Malgré la promesse et l’importance de la mondialisation comme un moteur puissant pour la transformation économique, les agriculteurs de subsistance qui travaillent dur ont été laissés pour compte en raison de compétences insuffisantes, déclare le lauréat du Prix Nobel et Professeur de Harvard, Eric Maskin lors d’une table ronde qui avait pour thème, La voie à suivre pour la transformation de l’agriculture en Afrique.
Il estime que les agriculteurs africains pourraient bénéficier de la mondialisation si des politiques délibérées étaient en place et déclare qu’une priorité majeure concerne l’augmentation des niveaux de compétences par des mesures telles que des incitations aux entreprises agricoles qui investissent dans le développement des agriculteurs. Citant le Brésil comme l’exemple d’un pays qui a mis en place des mesures pour lutter contre les inégalités, il déclare que les entreprises pourraient également bénéficier si elles participaient à l’élimination du travail des enfants en offrant des possibilités aux travailleurs d’inscrire leurs enfants à l’école.
Animée par Wole Famurewa de la CNBC Afrique, la table ronde qui a eu lieu le lundi 5 décembre 2016, marquait le premier jour de la 11ème Conférence économique africaine à Abuja. Maskin, le Président de la Banque africaine de développement, Akinwumi Adesina, la Commission économique pour l’Afrique, Abdalla Hamdok, le Secrétaire exécutif par intérim et le Bureau régional pour l’Afrique du Programme des Nations Unies pour le développement, Abdoulaye Mar Dieye et le Ministre nigérian de l’agriculture et du développement rural, Audu Innocent Ogbeh représentaient les membres du panel, qui a abordé un nombre de questions, y compris la négligence en milieu rural et les pertes subies en raison de mauvaises infrastructures.
Un exemple de l’impact des pertes à cet égard concerne les milliards de dollars gaspillés dus à l’importation de jus concentrés tandis que les mangues pourrissent dans les zones rurales.
Comme le souligne Dieye, les agriculteurs doivent être soutenus, subventionnés et formés pour une plus grande productivité, une maîtrise du processus de transformation et une meilleure valeur ajoutée, car ceci pourrait prévenir les pertes post-récolte, répondre à l’absence de systèmes de gestion des déchets et aux pratiques persistantes de stockage des céréales nuisibles pour la santé et la sécurité alimentaire.
Pour sa part, M. Hamdok déclare que les régions rurales d’Afrique sont gravement négligées et il déploré l’absence de la plupart des banques dans les zones rurales.
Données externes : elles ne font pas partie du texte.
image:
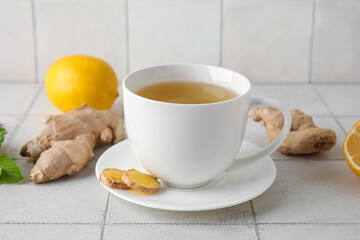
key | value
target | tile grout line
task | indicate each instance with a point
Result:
(23, 116)
(221, 31)
(256, 224)
(312, 40)
(102, 234)
(127, 36)
(185, 224)
(35, 41)
(328, 108)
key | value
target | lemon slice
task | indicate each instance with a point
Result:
(351, 148)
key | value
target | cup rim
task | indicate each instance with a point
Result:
(124, 87)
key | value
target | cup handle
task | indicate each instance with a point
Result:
(260, 102)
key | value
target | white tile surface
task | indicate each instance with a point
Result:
(268, 41)
(310, 192)
(334, 153)
(296, 96)
(348, 122)
(173, 31)
(9, 123)
(71, 199)
(27, 130)
(94, 28)
(201, 232)
(309, 232)
(42, 105)
(16, 41)
(336, 49)
(54, 232)
(121, 211)
(16, 98)
(343, 100)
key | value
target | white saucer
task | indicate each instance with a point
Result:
(229, 189)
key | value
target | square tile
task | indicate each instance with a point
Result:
(9, 123)
(86, 27)
(342, 100)
(173, 32)
(16, 98)
(335, 153)
(26, 131)
(310, 192)
(348, 122)
(16, 42)
(336, 49)
(309, 232)
(42, 105)
(70, 199)
(54, 232)
(154, 231)
(296, 96)
(121, 211)
(268, 41)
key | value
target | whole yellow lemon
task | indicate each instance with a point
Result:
(74, 80)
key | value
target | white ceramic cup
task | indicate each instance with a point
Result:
(188, 145)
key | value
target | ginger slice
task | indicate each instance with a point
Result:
(111, 177)
(141, 181)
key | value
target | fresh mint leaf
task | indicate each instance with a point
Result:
(10, 172)
(2, 134)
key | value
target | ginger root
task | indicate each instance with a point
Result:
(67, 141)
(141, 181)
(304, 137)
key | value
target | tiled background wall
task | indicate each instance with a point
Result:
(296, 41)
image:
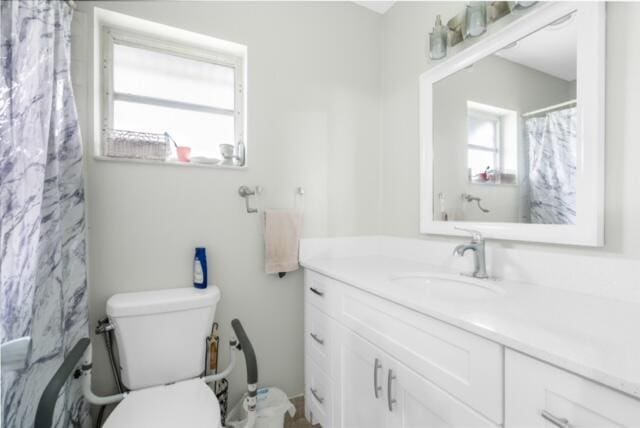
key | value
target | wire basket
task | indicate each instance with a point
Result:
(137, 145)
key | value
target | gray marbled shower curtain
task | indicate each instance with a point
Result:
(42, 227)
(552, 167)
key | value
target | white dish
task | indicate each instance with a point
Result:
(205, 160)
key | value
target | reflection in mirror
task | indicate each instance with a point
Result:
(504, 133)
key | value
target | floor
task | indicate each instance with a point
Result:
(298, 421)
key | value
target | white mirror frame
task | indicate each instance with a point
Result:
(589, 229)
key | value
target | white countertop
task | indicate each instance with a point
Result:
(595, 337)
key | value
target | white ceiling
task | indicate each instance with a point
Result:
(380, 6)
(551, 50)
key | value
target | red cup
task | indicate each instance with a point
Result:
(184, 153)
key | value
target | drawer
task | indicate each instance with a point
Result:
(320, 339)
(321, 292)
(318, 393)
(467, 366)
(534, 387)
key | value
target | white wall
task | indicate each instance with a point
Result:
(404, 31)
(313, 106)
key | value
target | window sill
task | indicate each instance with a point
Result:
(168, 163)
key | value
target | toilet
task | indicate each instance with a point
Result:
(161, 338)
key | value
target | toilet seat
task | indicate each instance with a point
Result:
(189, 403)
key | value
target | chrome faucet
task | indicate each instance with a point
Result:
(477, 246)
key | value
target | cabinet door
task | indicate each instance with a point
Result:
(414, 402)
(540, 395)
(360, 408)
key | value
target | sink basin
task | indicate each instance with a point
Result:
(448, 285)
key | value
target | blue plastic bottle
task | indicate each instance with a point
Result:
(200, 268)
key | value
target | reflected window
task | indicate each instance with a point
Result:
(491, 144)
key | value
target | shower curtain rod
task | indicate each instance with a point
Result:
(550, 108)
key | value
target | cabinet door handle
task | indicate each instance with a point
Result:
(376, 389)
(316, 338)
(391, 401)
(316, 291)
(559, 422)
(316, 396)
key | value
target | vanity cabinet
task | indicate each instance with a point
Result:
(540, 395)
(373, 363)
(379, 391)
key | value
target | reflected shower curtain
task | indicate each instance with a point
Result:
(552, 167)
(42, 228)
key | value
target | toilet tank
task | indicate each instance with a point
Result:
(161, 335)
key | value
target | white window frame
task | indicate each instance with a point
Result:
(497, 143)
(114, 35)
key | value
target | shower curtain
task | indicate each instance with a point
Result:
(551, 174)
(42, 227)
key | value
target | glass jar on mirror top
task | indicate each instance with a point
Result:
(438, 40)
(476, 18)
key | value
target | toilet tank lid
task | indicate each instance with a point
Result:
(159, 301)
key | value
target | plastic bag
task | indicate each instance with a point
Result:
(271, 406)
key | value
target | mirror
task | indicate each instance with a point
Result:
(515, 160)
(506, 140)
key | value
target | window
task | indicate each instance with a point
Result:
(492, 144)
(178, 94)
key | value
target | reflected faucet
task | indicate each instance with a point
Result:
(471, 198)
(477, 246)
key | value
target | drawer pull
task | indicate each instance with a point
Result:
(559, 422)
(316, 338)
(316, 291)
(376, 389)
(316, 396)
(391, 401)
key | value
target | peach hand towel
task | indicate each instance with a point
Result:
(281, 240)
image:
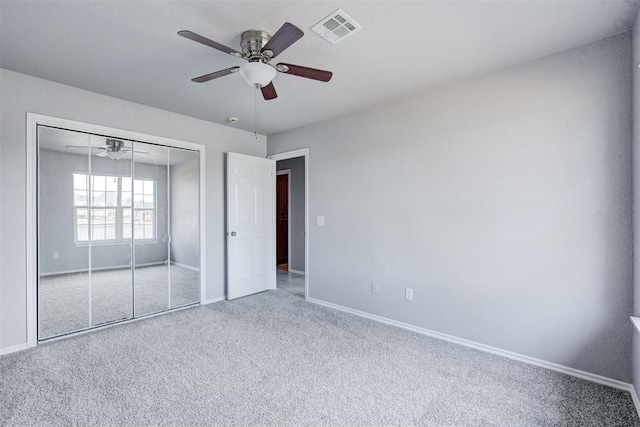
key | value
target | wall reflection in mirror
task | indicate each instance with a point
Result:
(118, 230)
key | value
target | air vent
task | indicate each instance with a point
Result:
(336, 27)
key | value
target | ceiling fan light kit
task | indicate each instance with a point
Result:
(257, 73)
(258, 49)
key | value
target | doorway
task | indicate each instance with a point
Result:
(283, 209)
(292, 224)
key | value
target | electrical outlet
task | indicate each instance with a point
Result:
(408, 294)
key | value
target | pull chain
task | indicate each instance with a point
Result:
(255, 131)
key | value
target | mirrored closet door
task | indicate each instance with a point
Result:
(118, 233)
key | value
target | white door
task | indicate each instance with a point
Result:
(250, 223)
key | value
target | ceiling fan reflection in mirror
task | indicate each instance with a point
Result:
(258, 49)
(114, 149)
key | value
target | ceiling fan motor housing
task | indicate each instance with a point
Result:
(252, 42)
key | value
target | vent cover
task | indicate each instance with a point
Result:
(336, 27)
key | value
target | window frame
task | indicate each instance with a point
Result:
(119, 208)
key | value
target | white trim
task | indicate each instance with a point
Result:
(212, 300)
(14, 348)
(202, 256)
(288, 173)
(486, 348)
(33, 120)
(188, 267)
(303, 152)
(32, 227)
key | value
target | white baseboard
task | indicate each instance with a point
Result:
(188, 267)
(634, 396)
(212, 300)
(489, 349)
(13, 349)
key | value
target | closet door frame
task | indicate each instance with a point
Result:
(33, 120)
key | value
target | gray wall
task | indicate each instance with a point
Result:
(636, 197)
(296, 203)
(20, 94)
(184, 213)
(56, 214)
(504, 201)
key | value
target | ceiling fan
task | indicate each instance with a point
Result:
(258, 49)
(113, 148)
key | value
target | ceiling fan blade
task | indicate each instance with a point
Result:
(215, 75)
(309, 73)
(200, 39)
(269, 92)
(287, 35)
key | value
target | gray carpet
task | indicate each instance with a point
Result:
(63, 300)
(274, 359)
(290, 283)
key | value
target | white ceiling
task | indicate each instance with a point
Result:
(130, 49)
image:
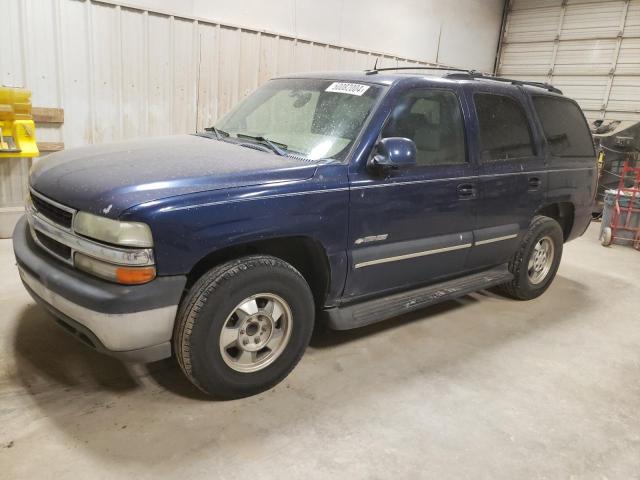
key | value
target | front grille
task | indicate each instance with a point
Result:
(53, 213)
(54, 246)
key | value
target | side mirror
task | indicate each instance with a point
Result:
(393, 153)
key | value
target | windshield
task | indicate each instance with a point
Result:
(315, 119)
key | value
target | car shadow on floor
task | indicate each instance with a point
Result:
(88, 395)
(47, 357)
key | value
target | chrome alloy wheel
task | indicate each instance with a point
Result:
(541, 260)
(256, 332)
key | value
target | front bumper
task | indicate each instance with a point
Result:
(131, 322)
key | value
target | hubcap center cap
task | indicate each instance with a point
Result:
(252, 329)
(255, 333)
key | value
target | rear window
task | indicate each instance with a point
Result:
(564, 127)
(504, 129)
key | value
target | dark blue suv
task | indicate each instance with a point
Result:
(342, 199)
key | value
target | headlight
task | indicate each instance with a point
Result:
(115, 273)
(130, 234)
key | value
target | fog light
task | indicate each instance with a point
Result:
(114, 273)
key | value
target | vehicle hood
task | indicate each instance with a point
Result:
(108, 179)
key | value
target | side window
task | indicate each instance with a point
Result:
(564, 127)
(504, 129)
(433, 120)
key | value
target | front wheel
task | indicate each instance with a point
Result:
(243, 326)
(536, 262)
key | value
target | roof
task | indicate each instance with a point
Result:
(391, 76)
Et dit de plus, que « 85% de la main-d’œuvre agricole en Afrique est composée des femmes, qui subissent une descrimination sexuelle extrême en termes d’accès au crédit et au financement ». Il dit que la nouvelle dynamique de la planification et une participation plus importante des gouvernements pourraient remédier à cette négligence.
« Des politiques délibérées et des investissements dans les domaines de l’innovation et de la R & D sont essentiels pour voir des progrès significatifs tout au long de la chaîne de valeur et faire face aux défaillances du marché », ajoute-t-il.
Le Président de la BAD, Akinwumi Adesina, dénonce également les pertes subies dans l’agriculture et souligne la nécessité de s’attaquer aux mauvaises infrastructures et au manque de capacités industrielles locales proches des exploitations agricoles. Il souligne les efforts des banques dans le développement d’informations sur le marché afin de garantir un accès des agriculteurs aux acheteurs à travers les téléphones mobiles et la nécessité d’améliorer les routes et l’accès à l’électricité pour faire baisser le coût de l’activité commerciale.
Adesina a également donné des exemples d’innovations réussies qui sont en cours, tels que l’Éthiopie, où le secteur des produits a crée des liens et des avantages supplémentaires dans les domaines du transport et de la logistique, des services bancaires et financiers ainsi que des économies d’échelle en termes de quantité, de paiement et de livraison.
En réponse à un point soulevé par Dieye sur la négligence des régions rurales en Afrique contribuant au terrorisme et l’impératif de se nourrir en tant qu’une question de sécurité nationale, Adesina souligne la nécessité d’établir des zones économiques rurales pour attirer les jeunes. « Nous nous devons de rendre l’agriculture attractive pour les jeunes; à travers les compétences, la finance et le capital-risque » dit-il.
Il note également qu’il faut réduire le risque de prêt, en particulier pour les femmes et ajoute : « Il n’y a pas d’avenir pour l’agriculture si les femmes ne sont pas financées ».
L’optimisme était au rendez-vous à la fin du débat, avec Adesina soulignant que les jeunes d’Afrique, s’ils sont autorisés à participer efficacement aux industries agro-alimentaires, sont les futurs milliardaires.